For more than 1000 years before the Vikings came to Ireland’s shore, there has been a settlement at the site of the Dublin Castle. King John of England ordered the construction of a castle here. It functioned as the seat of colonial rule and the most important fortification in Ireland for eight centuries.
We were charmed by the 19th century cantilevered staircase. Above the double doorway you can see the official symbol of Ireland, the Gold Harp against a blue background. The throne room is set in the heart of the State Apartments. Visiting monarchs received homage here of local subjects. The throne was actually made for King George IV’s state visit to Ireland. It is a massive throne, and was probably built to fit a rather large man. When Queen Elizabeth came to visit, they quickly made an elegant stool so that she could first step up on it to position herself on the throne, and then be able to rest her feet so they would not awkwardly dangle in the air!

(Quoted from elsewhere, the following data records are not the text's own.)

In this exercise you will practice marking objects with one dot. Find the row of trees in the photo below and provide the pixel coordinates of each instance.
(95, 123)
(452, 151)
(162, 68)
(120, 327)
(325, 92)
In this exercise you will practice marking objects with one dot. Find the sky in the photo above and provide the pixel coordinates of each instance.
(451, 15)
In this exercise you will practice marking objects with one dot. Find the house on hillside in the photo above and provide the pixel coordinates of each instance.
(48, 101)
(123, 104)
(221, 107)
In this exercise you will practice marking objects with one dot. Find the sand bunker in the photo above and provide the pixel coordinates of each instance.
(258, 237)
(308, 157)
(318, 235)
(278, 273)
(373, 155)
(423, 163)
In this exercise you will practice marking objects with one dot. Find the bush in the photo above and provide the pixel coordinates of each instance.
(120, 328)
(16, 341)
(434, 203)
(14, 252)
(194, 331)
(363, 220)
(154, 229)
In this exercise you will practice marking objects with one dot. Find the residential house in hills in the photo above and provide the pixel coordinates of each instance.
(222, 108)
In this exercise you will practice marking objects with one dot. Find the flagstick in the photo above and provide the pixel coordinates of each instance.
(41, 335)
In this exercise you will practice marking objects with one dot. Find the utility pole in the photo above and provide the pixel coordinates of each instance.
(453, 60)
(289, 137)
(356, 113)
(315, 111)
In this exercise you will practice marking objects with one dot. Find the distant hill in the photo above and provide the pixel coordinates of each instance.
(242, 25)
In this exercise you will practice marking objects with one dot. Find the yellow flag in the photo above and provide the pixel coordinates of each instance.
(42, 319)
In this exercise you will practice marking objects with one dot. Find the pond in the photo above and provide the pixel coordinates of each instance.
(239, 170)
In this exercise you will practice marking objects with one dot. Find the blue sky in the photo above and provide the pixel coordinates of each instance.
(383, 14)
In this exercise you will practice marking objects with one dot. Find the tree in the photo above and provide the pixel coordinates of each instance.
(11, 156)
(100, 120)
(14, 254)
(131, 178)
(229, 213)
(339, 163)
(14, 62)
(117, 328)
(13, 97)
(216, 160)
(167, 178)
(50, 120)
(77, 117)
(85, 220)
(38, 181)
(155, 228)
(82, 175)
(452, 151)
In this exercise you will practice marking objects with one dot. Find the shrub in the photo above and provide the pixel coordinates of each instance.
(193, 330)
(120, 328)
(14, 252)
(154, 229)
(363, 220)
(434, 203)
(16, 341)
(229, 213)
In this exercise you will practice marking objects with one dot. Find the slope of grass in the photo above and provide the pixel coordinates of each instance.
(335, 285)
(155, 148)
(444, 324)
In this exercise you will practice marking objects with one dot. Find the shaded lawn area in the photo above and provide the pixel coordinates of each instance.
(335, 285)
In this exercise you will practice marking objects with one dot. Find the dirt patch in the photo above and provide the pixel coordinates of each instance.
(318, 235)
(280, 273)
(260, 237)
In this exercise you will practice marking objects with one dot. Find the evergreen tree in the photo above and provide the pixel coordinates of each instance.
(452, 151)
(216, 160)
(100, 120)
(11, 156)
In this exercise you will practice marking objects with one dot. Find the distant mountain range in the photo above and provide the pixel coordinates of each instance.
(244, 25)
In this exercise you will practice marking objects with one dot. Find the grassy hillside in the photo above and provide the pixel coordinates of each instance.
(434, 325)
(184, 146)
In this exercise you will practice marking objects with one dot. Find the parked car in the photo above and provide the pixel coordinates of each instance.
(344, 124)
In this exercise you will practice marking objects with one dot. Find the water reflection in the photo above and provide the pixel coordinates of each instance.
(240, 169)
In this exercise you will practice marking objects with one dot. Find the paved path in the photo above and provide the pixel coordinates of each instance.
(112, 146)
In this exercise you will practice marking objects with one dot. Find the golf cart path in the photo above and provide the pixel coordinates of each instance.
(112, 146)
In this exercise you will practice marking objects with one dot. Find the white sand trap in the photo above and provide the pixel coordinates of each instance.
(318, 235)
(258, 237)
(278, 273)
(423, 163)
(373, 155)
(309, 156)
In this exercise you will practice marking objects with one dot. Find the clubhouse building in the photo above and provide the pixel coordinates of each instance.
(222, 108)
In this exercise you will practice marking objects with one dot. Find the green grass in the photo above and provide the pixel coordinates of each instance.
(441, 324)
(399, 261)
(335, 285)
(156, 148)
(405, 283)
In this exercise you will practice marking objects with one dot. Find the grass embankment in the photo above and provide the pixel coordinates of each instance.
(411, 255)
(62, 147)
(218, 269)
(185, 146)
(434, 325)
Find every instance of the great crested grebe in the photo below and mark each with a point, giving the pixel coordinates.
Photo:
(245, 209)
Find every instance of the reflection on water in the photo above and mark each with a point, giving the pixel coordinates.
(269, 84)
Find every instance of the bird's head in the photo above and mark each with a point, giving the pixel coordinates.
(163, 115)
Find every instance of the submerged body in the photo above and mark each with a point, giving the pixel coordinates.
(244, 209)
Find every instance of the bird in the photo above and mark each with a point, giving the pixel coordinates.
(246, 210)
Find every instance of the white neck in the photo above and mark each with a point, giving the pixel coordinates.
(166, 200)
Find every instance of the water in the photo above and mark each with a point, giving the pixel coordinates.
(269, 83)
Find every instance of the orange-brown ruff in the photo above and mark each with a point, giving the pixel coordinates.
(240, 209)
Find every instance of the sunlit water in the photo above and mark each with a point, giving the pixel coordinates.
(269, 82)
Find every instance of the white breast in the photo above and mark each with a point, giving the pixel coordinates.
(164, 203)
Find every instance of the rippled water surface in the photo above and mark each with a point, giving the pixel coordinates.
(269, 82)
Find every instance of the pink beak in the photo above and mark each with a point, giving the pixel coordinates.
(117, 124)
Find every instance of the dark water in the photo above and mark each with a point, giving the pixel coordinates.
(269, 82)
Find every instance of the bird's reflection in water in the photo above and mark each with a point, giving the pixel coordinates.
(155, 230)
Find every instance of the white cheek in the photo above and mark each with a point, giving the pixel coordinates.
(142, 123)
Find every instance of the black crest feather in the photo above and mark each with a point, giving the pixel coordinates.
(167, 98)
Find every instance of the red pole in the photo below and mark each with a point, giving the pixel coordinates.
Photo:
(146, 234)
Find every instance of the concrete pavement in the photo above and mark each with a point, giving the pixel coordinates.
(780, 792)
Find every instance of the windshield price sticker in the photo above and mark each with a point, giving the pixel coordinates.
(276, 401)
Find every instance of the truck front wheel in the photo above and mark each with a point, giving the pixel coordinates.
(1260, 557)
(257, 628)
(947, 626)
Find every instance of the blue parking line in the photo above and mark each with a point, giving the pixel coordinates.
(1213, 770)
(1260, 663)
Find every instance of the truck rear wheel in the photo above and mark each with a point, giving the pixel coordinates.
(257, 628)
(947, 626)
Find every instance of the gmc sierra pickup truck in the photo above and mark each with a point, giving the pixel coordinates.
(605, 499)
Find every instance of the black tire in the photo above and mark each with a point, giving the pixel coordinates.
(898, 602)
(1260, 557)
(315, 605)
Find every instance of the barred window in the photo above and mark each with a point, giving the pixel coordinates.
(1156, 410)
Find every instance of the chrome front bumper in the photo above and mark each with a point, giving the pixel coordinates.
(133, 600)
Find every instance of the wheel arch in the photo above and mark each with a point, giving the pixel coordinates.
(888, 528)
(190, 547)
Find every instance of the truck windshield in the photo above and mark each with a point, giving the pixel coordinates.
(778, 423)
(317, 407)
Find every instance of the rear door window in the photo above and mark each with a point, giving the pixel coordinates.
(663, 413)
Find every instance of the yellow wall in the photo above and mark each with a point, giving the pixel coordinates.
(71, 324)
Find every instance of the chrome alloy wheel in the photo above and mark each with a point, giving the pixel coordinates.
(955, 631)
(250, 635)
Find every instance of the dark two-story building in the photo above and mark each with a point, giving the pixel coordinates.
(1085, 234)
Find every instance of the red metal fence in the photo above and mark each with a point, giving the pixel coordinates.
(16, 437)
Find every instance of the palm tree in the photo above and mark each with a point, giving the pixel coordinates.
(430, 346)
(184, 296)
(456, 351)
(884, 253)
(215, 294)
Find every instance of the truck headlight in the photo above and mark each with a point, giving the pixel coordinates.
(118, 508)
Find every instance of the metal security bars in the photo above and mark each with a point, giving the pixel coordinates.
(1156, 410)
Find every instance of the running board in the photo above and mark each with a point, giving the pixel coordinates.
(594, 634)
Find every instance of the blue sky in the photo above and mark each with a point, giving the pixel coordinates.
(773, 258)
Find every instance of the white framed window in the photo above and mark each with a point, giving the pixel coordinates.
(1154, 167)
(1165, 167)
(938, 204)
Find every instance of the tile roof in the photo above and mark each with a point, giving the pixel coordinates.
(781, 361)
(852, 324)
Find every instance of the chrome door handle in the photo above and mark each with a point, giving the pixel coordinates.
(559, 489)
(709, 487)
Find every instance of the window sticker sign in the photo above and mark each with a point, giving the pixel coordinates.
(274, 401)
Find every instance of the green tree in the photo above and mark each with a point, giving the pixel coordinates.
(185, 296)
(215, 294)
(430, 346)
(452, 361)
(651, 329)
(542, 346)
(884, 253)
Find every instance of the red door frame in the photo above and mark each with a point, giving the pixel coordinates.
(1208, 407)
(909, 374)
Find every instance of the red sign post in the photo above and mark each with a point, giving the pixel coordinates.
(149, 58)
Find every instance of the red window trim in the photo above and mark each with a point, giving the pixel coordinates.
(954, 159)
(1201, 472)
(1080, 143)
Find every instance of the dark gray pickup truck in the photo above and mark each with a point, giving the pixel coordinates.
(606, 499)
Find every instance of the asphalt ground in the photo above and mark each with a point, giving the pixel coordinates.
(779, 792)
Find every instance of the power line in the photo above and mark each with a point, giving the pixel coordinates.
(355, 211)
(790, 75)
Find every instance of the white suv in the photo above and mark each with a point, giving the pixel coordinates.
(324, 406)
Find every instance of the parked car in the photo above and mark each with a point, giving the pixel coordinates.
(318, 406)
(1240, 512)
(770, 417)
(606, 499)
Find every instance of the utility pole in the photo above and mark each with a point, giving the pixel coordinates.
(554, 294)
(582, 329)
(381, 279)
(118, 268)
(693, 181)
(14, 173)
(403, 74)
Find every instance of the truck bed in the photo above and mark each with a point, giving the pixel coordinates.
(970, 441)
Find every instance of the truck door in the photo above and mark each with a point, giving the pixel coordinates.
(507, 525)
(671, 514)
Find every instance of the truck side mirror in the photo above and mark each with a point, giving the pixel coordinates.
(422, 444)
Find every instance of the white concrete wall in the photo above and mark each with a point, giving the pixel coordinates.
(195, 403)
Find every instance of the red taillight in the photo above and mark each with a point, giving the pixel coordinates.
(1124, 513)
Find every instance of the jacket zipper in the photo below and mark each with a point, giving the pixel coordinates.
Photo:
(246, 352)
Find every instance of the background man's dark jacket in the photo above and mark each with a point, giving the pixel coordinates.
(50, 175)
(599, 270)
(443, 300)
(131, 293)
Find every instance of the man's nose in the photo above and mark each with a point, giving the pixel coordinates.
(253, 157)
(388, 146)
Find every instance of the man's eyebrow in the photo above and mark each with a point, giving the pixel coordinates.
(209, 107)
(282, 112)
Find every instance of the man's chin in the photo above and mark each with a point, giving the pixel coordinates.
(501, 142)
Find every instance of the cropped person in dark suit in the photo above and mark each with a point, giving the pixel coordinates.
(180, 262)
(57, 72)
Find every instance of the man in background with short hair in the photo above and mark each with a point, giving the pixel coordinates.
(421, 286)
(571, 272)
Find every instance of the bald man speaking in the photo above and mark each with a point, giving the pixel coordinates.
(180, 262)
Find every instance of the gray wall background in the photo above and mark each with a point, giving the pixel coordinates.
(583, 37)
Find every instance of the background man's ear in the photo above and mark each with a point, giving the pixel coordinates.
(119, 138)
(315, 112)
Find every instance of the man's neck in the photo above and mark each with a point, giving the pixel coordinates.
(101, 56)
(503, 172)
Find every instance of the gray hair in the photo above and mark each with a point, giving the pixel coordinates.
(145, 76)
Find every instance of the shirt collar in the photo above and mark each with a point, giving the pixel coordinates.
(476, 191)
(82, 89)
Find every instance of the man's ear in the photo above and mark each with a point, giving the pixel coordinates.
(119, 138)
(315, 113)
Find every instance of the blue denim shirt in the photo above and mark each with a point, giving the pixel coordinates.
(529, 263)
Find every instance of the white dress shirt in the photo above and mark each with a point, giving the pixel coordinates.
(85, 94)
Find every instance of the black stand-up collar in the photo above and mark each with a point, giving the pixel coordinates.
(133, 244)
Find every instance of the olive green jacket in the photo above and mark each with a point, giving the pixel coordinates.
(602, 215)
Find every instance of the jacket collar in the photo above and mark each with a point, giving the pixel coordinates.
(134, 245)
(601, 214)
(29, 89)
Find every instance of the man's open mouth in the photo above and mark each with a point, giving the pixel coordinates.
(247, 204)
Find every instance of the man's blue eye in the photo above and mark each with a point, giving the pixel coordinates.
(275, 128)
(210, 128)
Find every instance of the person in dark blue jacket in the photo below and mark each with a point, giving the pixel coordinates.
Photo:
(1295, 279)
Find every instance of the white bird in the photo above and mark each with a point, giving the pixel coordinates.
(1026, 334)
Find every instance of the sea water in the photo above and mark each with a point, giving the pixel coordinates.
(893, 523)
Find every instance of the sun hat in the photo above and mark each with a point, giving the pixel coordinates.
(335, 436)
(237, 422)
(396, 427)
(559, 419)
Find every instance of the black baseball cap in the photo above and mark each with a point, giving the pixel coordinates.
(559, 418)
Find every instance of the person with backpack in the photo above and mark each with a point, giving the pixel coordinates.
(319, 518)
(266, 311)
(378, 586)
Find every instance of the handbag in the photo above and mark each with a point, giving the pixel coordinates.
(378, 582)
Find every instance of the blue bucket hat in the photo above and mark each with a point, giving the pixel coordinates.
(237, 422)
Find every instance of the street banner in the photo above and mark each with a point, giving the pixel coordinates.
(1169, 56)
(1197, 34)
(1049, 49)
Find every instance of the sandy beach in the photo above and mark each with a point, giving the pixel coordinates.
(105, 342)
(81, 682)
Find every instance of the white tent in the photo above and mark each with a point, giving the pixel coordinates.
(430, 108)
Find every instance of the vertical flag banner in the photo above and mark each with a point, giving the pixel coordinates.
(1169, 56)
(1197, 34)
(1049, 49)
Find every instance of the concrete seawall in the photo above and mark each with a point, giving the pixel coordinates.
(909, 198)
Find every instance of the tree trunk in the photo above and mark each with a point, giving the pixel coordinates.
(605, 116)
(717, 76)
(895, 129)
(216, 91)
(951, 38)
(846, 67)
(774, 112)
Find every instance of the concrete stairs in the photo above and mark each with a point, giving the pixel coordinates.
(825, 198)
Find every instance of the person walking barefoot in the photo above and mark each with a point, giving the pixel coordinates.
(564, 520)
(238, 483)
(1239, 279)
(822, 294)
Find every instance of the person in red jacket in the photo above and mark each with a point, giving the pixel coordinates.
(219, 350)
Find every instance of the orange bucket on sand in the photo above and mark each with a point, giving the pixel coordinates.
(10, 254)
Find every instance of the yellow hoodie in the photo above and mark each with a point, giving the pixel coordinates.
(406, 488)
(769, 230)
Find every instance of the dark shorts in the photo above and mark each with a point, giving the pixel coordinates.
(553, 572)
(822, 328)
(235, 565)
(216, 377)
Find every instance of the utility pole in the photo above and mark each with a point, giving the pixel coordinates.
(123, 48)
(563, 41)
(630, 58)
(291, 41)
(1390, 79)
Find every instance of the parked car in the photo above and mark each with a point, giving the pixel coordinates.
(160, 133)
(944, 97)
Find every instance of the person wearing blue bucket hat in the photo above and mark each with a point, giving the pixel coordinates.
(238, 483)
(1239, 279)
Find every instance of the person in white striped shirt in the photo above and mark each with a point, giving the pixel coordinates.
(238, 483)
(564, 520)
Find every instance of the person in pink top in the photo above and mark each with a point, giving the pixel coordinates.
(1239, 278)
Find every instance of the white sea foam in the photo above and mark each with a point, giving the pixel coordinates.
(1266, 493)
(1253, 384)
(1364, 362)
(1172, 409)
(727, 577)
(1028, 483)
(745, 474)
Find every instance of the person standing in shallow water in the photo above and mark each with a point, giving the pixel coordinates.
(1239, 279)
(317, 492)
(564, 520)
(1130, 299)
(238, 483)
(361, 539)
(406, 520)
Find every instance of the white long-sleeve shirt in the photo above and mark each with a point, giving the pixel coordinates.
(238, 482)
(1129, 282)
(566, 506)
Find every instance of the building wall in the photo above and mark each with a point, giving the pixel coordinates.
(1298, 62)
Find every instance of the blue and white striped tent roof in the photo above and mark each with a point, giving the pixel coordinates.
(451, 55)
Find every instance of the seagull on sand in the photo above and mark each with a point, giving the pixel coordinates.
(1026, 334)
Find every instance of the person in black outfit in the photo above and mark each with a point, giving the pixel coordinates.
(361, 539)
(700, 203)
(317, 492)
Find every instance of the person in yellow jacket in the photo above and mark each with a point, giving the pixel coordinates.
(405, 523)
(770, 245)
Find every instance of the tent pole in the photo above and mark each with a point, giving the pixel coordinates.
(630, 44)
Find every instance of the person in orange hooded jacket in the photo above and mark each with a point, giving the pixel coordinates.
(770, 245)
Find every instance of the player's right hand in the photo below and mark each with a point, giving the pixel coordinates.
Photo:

The Portrait Gallery was a banquet room where dinners often consisted of 16 to 30 courses (How is that possible?!) and were served on a table so long it took up the length of the room. The original wood paneling that lines the walls dates to the late 1740s. This room houses a collection of portraits of former Viceroys. The State Drawing Room was restored after a fire in 1941. Its large mirrors, pier glasses, and console tables were all carefully restored.
St. Patrick’s Hall was formerly the Ballroom of the Viceregal court. It is home to the most significant painted ceiling in all of Ireland completed in 1790. Banners of the chivalric order of the Knights of St. Patrick hang from the walls. Today. it is the most important ceremonial room in Ireland and used for state banquets for visiting dignitaries and the inauguration of Ireland’s President, which takes place every seven years.